Hasil lab menunjukkan infeksi (WCC, CRP) akan meninggi.
Manajemen
Rujuk ke Bab 41.
Pneumotoraks
Nyeri dada (+ dispnea) pada
pasien bedah dapat disebabkan oleh pneumotoraks spontan. Lebih sering
pneumotoraks pada pasien bedah disebabkan trauma atau iatrogenik. X-foto toraks
biasanya bersifat diagnostik, namun pneumotoraks kecil bisa luput kecuali jika
diambil foto ketika ekspirasi. Manajemen
dibahas pada Bab 41.
Ruptur
esofagus
Diagnosis
Ditegakkan dengan x-foto toraks dan
riwayat yang khas. X-foto toraks akan memperlihatkan cairan bersama gas. Udara
sering terlihat di mediastinum dan jaringan leher. Bubur barium bersifat diagnostik.
Manajemen
·
Puasakan
pasien
(nil-by mouth).
·
Akses
iv dan
resusitasi cairan
·
Antibiotik: gentamisin 3-5 mg/kg iv
(dosis tunggal) plus metronidazol 500 mg iv setiap 8 jam plus cefotaxime 1 g iv
setiap 8 jam.
·
Pembedahan
: manajemen
bersama ahli endoskopi untuk dilatasi. Hindari pemasangan pipa nasogastrik.

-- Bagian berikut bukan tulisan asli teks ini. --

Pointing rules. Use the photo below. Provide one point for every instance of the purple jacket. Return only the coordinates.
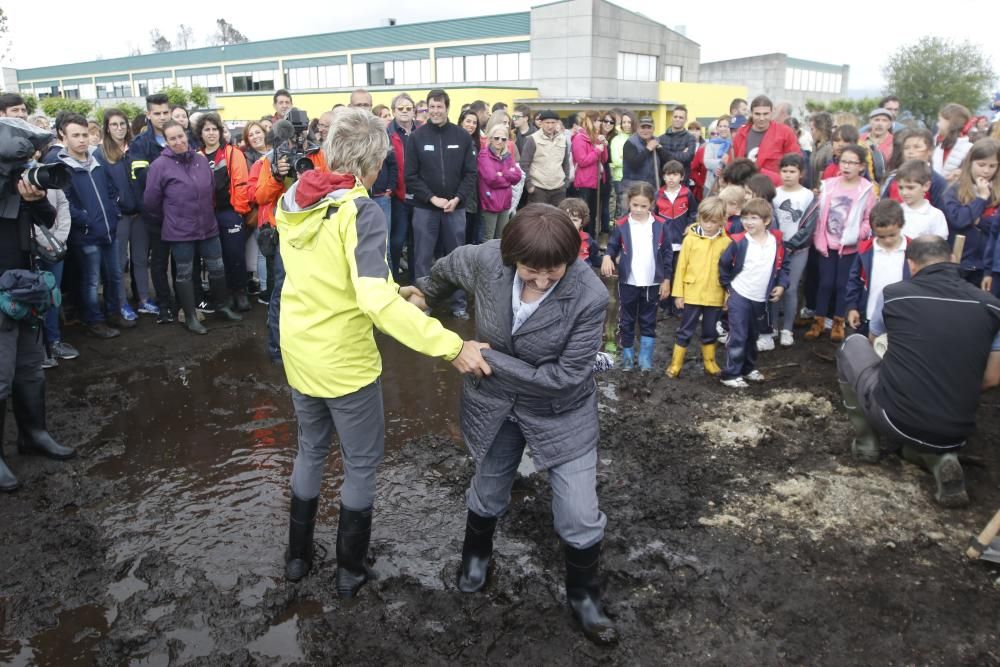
(496, 176)
(180, 192)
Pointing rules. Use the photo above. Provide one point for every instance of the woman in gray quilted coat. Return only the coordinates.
(541, 311)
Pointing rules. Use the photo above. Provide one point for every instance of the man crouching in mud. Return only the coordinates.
(337, 287)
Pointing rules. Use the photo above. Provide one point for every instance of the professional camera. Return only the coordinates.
(290, 143)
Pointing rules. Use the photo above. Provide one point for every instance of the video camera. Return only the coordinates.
(290, 143)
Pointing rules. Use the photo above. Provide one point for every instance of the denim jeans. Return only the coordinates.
(96, 261)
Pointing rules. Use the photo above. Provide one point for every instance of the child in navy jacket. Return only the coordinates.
(753, 271)
(641, 248)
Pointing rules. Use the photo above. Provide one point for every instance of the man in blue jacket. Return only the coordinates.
(144, 149)
(93, 205)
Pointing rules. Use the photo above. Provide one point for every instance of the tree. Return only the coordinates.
(160, 43)
(227, 34)
(933, 72)
(185, 36)
(199, 97)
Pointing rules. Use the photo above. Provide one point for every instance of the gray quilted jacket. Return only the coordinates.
(542, 375)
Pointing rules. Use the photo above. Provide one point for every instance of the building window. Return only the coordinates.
(636, 67)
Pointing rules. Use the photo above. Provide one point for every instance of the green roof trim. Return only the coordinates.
(386, 56)
(315, 62)
(429, 32)
(197, 71)
(482, 49)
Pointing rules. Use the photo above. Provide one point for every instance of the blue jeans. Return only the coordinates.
(51, 323)
(96, 261)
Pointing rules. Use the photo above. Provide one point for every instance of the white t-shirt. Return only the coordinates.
(789, 207)
(751, 283)
(643, 270)
(887, 268)
(924, 219)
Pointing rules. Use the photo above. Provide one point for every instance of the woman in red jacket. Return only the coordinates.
(229, 168)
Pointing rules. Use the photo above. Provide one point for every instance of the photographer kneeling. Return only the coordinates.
(22, 205)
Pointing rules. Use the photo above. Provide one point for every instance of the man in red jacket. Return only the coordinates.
(765, 141)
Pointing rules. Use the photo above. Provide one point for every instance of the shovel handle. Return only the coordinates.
(978, 545)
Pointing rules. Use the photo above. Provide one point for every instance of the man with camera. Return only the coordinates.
(280, 167)
(22, 205)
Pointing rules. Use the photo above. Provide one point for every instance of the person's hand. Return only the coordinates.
(470, 359)
(665, 292)
(28, 191)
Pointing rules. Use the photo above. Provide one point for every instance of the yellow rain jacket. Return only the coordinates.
(337, 288)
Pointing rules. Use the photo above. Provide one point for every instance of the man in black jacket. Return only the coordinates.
(441, 173)
(943, 351)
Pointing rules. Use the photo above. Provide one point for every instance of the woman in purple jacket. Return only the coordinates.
(180, 192)
(498, 173)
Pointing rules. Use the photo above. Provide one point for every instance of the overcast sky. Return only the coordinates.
(870, 32)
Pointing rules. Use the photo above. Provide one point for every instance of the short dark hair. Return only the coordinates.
(740, 171)
(575, 206)
(8, 100)
(916, 171)
(759, 207)
(673, 167)
(71, 119)
(156, 99)
(887, 213)
(439, 95)
(761, 187)
(792, 160)
(540, 236)
(928, 249)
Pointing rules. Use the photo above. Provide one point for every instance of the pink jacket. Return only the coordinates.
(496, 176)
(588, 159)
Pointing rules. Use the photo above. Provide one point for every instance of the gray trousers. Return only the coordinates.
(577, 518)
(21, 354)
(857, 365)
(360, 423)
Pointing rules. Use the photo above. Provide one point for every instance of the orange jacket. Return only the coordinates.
(265, 189)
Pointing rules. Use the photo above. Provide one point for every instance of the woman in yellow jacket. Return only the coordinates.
(696, 287)
(337, 288)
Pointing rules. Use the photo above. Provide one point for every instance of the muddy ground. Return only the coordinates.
(740, 531)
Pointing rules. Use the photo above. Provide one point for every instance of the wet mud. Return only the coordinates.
(740, 531)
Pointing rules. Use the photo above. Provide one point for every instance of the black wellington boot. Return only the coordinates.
(353, 533)
(220, 295)
(301, 524)
(29, 413)
(583, 592)
(8, 482)
(476, 552)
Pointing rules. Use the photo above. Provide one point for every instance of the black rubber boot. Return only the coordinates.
(29, 413)
(301, 524)
(476, 552)
(220, 295)
(185, 297)
(583, 592)
(8, 482)
(353, 533)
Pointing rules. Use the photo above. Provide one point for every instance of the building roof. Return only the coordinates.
(450, 30)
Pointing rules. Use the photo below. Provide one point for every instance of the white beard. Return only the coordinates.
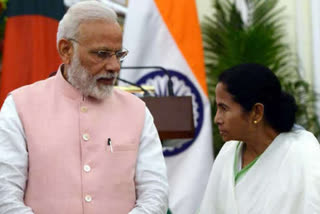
(81, 79)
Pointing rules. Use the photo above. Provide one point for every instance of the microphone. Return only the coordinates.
(145, 92)
(169, 84)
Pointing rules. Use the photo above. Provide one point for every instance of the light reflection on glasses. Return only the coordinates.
(102, 55)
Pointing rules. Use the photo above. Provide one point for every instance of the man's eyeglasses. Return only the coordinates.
(101, 55)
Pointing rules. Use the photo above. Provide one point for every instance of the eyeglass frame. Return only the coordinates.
(108, 53)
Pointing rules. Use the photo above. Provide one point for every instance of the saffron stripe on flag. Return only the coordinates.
(166, 33)
(30, 52)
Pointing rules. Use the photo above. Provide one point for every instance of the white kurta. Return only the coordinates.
(285, 179)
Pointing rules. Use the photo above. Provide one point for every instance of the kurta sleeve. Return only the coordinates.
(13, 161)
(151, 175)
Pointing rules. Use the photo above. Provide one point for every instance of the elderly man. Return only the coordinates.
(72, 144)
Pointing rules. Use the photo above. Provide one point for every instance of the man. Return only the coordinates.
(72, 144)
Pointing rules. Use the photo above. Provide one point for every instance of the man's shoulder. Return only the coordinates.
(120, 94)
(33, 87)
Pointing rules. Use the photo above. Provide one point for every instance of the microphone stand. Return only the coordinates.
(169, 84)
(145, 92)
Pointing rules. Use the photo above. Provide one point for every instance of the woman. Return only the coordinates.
(268, 165)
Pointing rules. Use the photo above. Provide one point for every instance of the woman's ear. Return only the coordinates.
(257, 113)
(65, 50)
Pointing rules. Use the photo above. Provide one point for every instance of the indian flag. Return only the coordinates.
(30, 52)
(167, 33)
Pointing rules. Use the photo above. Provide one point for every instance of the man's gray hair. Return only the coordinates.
(82, 12)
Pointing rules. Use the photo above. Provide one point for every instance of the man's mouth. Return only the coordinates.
(106, 80)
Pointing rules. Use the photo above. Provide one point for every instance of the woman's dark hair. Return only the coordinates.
(252, 83)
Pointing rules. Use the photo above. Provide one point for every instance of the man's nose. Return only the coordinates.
(112, 64)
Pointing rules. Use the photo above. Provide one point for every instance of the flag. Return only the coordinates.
(167, 33)
(30, 52)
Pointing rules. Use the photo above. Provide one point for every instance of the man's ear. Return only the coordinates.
(65, 50)
(257, 113)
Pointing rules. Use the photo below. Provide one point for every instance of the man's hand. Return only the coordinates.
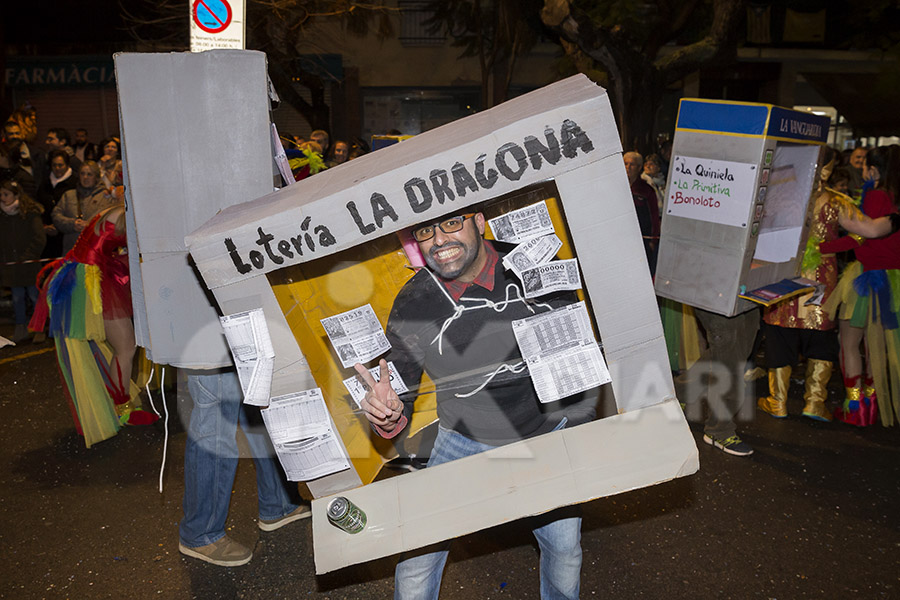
(381, 403)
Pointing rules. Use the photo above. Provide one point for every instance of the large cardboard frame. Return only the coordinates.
(564, 132)
(705, 263)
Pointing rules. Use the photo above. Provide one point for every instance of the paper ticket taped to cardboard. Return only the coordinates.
(552, 277)
(531, 253)
(519, 225)
(356, 335)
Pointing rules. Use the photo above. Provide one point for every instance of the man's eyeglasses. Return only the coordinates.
(451, 225)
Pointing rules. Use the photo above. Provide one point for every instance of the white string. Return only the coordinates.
(162, 386)
(516, 368)
(485, 303)
(149, 395)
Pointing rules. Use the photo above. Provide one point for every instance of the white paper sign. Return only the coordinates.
(216, 24)
(522, 224)
(358, 392)
(717, 191)
(254, 357)
(356, 335)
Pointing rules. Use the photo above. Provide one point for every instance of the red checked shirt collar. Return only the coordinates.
(484, 279)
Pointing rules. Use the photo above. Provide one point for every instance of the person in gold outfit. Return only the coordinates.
(793, 326)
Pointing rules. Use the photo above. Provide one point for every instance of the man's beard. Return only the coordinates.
(458, 266)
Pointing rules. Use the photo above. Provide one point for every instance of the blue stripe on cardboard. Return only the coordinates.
(747, 119)
(798, 125)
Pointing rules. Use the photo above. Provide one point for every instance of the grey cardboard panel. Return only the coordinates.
(600, 213)
(184, 326)
(708, 264)
(195, 134)
(197, 125)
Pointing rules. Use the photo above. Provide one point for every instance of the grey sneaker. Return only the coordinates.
(304, 511)
(732, 445)
(224, 552)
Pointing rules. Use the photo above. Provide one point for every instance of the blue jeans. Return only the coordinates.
(418, 575)
(211, 458)
(20, 309)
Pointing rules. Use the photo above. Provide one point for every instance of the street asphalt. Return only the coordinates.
(812, 514)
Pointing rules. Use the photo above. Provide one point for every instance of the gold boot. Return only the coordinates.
(776, 402)
(818, 373)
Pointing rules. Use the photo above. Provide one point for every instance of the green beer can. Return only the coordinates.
(346, 515)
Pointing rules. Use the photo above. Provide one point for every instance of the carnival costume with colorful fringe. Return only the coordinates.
(793, 325)
(868, 296)
(78, 292)
(304, 163)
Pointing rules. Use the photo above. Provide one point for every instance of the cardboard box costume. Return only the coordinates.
(737, 206)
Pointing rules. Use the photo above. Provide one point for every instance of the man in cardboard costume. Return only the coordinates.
(452, 320)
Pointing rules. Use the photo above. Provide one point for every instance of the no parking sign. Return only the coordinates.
(217, 24)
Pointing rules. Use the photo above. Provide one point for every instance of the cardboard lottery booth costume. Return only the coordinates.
(737, 204)
(328, 246)
(559, 143)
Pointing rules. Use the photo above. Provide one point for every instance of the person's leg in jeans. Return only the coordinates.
(559, 538)
(730, 342)
(19, 307)
(277, 496)
(419, 577)
(210, 457)
(418, 574)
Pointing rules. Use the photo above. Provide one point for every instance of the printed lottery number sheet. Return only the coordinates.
(301, 432)
(562, 356)
(356, 335)
(254, 357)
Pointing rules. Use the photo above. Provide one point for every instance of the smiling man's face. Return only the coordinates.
(457, 255)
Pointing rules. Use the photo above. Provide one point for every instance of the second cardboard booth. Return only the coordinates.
(737, 204)
(333, 245)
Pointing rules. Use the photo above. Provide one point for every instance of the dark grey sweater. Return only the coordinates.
(473, 345)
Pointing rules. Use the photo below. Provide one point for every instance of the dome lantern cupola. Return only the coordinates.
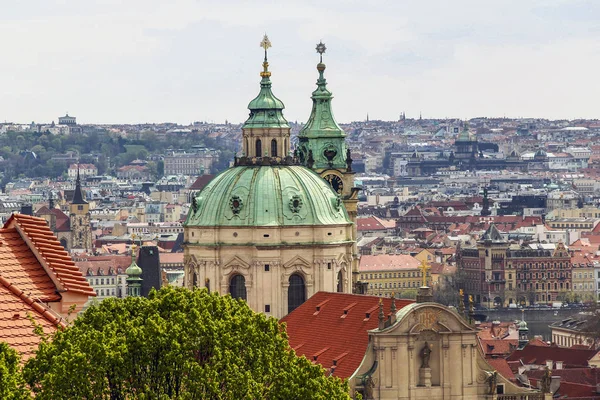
(266, 132)
(134, 276)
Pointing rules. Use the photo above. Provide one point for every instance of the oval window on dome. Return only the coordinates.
(236, 204)
(295, 203)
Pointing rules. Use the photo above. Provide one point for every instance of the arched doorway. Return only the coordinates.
(498, 301)
(258, 148)
(237, 287)
(296, 292)
(273, 148)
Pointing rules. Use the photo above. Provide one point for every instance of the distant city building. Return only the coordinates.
(85, 170)
(67, 120)
(198, 162)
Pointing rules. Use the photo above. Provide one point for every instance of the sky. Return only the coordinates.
(136, 61)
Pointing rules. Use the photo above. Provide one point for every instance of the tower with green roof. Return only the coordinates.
(266, 133)
(322, 147)
(134, 276)
(269, 230)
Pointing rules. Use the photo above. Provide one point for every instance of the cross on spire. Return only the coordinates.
(265, 44)
(424, 267)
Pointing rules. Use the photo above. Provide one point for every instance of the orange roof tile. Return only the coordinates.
(331, 329)
(37, 241)
(15, 327)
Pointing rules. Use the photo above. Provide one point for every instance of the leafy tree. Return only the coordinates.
(177, 344)
(12, 385)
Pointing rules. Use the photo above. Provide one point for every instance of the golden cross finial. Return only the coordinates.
(265, 44)
(424, 268)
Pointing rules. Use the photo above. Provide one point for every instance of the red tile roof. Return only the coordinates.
(332, 328)
(498, 347)
(369, 224)
(500, 365)
(538, 355)
(48, 251)
(15, 327)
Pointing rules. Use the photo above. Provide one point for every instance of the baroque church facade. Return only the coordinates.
(278, 226)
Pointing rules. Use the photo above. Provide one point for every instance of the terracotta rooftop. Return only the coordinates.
(538, 355)
(15, 327)
(56, 262)
(388, 262)
(331, 329)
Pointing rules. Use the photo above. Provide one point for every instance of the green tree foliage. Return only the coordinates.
(176, 344)
(12, 385)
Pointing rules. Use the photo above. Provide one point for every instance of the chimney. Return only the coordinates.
(559, 365)
(381, 315)
(393, 310)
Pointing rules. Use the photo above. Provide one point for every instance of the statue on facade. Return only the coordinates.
(425, 355)
(492, 381)
(369, 385)
(348, 160)
(546, 381)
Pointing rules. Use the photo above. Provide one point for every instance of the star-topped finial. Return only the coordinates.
(265, 44)
(321, 49)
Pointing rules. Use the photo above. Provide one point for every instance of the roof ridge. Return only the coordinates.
(45, 312)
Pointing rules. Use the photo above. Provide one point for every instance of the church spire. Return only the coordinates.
(321, 125)
(77, 195)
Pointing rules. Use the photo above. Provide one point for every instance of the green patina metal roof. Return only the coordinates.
(465, 136)
(134, 272)
(322, 136)
(266, 110)
(267, 196)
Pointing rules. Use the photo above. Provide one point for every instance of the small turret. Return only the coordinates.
(134, 276)
(523, 334)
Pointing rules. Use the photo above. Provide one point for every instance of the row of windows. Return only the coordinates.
(395, 285)
(103, 281)
(558, 286)
(296, 290)
(387, 275)
(555, 265)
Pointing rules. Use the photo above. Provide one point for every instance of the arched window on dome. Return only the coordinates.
(273, 148)
(237, 287)
(258, 148)
(296, 292)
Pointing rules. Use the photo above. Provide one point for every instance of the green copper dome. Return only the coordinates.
(133, 271)
(266, 110)
(267, 196)
(322, 142)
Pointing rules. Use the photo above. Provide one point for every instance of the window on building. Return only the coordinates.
(273, 148)
(237, 287)
(296, 292)
(258, 148)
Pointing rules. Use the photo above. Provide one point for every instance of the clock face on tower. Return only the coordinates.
(336, 182)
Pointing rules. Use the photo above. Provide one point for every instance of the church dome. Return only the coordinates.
(267, 196)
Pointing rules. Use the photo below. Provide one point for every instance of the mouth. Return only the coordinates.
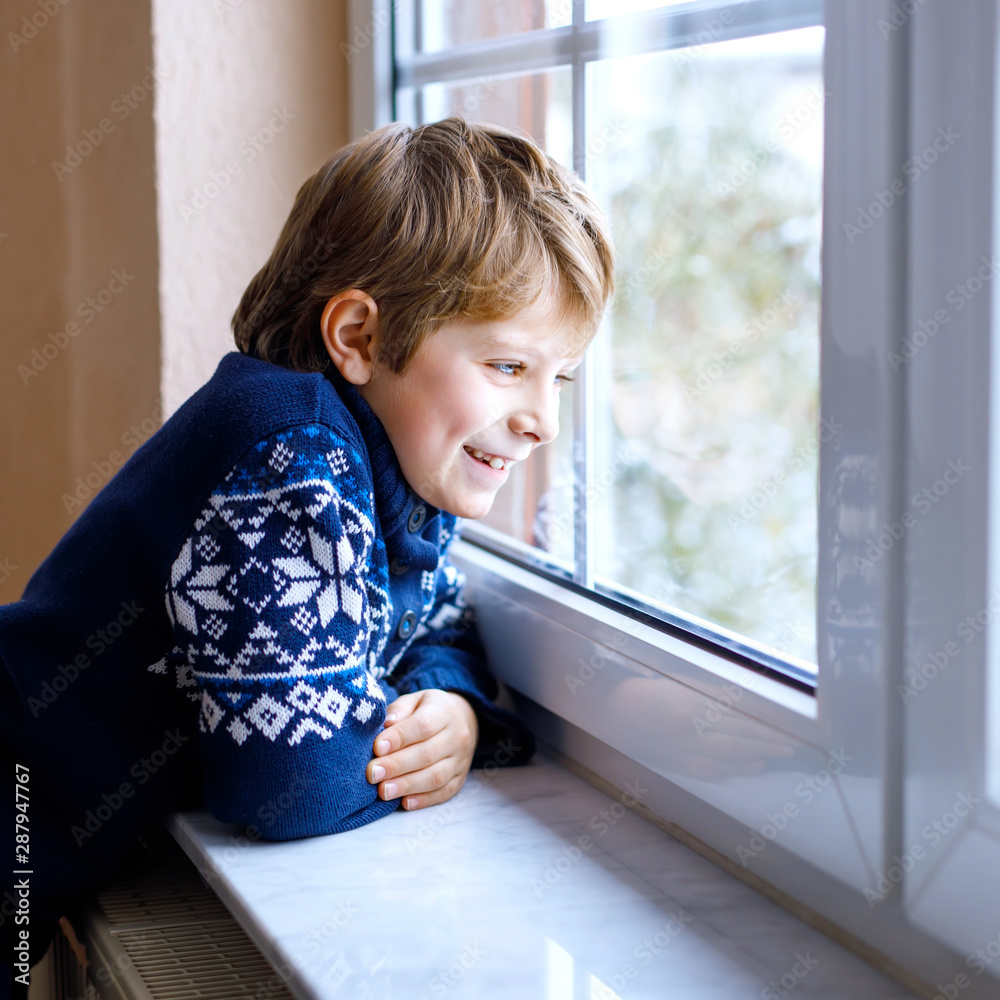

Esofagitis dan spasme esofagus
Diagnosis
·
Anamnesis:
biasanya nyeri serupa dengan yang dialami sebelumnya
·
Singkirkan
sebab kardiak jika ragu.
·
Ex
juvantibus
dengan antasid dikenal dan aman
·
Dapat
diperberat oleh AINS.
Manajemen
·
Supresi
asam :
biasanya terbaik dengan penghambat pompa proton (misal lansoprazol 30 mg,
omeprazol 20 mg). Jika puasa, pantoprazol 40 mg iv (lambat) atau ranitidin 50
mg tds iv.
·
Prokinetik
:
metoklopramid atau cisapride (hindari bersama eritromisin) keduanya berguna.